I would like to keep the "one block of instance-level code" approach if it's possible. Lately I was thinking that using a Shrine::UploadedFile#download block could be the idiomatic way of generating derivates:

photo.image.download do |original|
  pipeline = ImageProcessing::MiniMagick.source(original)

  derivates = {
    large:  pipeline.resize_to_limit!(800, 800),
    medium: pipeline.resize_to_limit!(500, 500),
    small:  pipeline.resize_to_limit!(300, 300),
    # ...
  }

  photo.image_attacher.add_derivates(derivates)
  # or
  derivates.each do |name, file|
    photo.image_attacher.add_derivate(name, file)
  end
end

So my current idea is not to define processing inside the uploader, but rather that the user can generate derivates dynamically in the controller. That way they can easily use any variables from the controller, they don't need to worry about how they're going to pass it in to the uploader.

jrochkind commented 6 years ago

Awesome, thanks for the hints about different store per-version, that seems prommissing!

I'm generally reluctant to add any sort of DSL, especially for processing.

I understand your point. But I think "I added a new version and need to add it to all files" is a common use case, as is "I changed the definition of a version and need to re-gen it for all files".

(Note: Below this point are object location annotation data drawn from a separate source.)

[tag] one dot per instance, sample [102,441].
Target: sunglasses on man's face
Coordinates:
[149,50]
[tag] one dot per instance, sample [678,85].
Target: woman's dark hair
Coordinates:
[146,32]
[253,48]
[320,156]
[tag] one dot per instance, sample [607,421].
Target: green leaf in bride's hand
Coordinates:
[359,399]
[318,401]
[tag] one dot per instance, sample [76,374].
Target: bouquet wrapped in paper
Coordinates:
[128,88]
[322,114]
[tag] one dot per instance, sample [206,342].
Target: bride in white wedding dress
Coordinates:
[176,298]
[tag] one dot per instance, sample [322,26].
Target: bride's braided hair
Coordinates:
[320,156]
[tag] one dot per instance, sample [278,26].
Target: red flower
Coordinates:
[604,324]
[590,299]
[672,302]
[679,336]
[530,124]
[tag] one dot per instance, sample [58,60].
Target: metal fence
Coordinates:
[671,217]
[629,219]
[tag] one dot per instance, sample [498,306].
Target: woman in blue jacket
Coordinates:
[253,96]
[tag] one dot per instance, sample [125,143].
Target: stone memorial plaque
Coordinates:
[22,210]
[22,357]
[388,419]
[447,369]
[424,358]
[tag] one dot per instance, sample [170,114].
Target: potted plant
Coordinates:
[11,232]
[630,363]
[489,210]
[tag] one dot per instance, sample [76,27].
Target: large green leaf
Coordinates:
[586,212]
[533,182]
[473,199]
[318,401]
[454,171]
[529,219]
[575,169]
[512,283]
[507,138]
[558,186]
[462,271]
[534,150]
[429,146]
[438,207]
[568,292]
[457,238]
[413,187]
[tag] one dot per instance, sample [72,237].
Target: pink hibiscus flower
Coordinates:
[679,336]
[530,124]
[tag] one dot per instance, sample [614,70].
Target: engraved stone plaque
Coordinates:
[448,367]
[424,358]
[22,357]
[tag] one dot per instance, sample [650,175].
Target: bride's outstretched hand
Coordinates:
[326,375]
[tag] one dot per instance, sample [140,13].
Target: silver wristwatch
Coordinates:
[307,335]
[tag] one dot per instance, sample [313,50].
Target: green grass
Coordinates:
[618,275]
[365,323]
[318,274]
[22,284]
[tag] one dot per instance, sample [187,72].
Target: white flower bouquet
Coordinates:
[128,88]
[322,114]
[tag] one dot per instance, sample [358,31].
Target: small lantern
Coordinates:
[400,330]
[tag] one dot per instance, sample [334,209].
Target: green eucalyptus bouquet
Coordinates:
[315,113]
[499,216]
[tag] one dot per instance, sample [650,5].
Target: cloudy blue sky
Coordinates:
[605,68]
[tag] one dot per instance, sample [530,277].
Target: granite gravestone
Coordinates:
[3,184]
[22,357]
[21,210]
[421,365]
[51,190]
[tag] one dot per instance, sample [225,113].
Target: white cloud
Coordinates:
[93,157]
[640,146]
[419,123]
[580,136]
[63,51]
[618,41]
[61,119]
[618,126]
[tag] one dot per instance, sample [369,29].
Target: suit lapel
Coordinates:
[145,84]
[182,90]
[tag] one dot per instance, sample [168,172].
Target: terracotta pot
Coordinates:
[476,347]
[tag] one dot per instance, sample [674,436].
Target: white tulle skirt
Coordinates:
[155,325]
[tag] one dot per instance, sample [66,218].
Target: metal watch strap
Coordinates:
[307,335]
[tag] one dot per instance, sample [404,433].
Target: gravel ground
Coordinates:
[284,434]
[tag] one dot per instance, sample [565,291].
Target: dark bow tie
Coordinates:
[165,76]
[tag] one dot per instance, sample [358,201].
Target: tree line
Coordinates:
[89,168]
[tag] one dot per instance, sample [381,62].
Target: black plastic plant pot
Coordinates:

If I understand things right, and I may not, currently accomplishing those use cases -- without regenerating all versions -- requires manual intervention, un-DRY copy-and-paste coding, or a custom architecture you need to think through and apply on top. https://github.com/shrinerb/shrine/blob/master/doc/regenerating_versions.md#reprocessing-a-single-version

I think that's unfortunate, it's such a common use case (at least for me), that there should be an easy way to say "regenerate just version X", or "generate just version X only if it's not already stored, for each record". Which I think requires shrine to know how to generate "version X", not just "all versions". Which I think requires some API that defines how to create a specific version (whether you call it a "DSL" or not, I prefer to just think of it as API :) ).

Perhaps it can/should allow both, a way to specify a specific version creation logic, as well as still a generic method you can use when that doesn't work for you.

Or perhaps the plugin that will meet my needs does not match your vision for a generic plugin, and I'll just end up with my own, either independent or on top of an official shrine one.

jrochkind commented 6 years ago

Right, either un-DRY, or you have to come up with your own architecture on top of shrine, for what I think is a very common use case. So I'm definitely interested in making this clean and painless out-of-the-box in a versions/derivatives plugin, but understand it may not be the one that gets endorsed by shrine.

jrochkind commented 6 years ago

I'd like to work on this ideally for contribution to shrine as a plugin taking care of it for you. More thoughts and questions posted to google group

janko commented 6 years ago

Thank you @jrochkind, that would be greatly appreciated! I will then close this issue in favour of moving the discussion to the google group.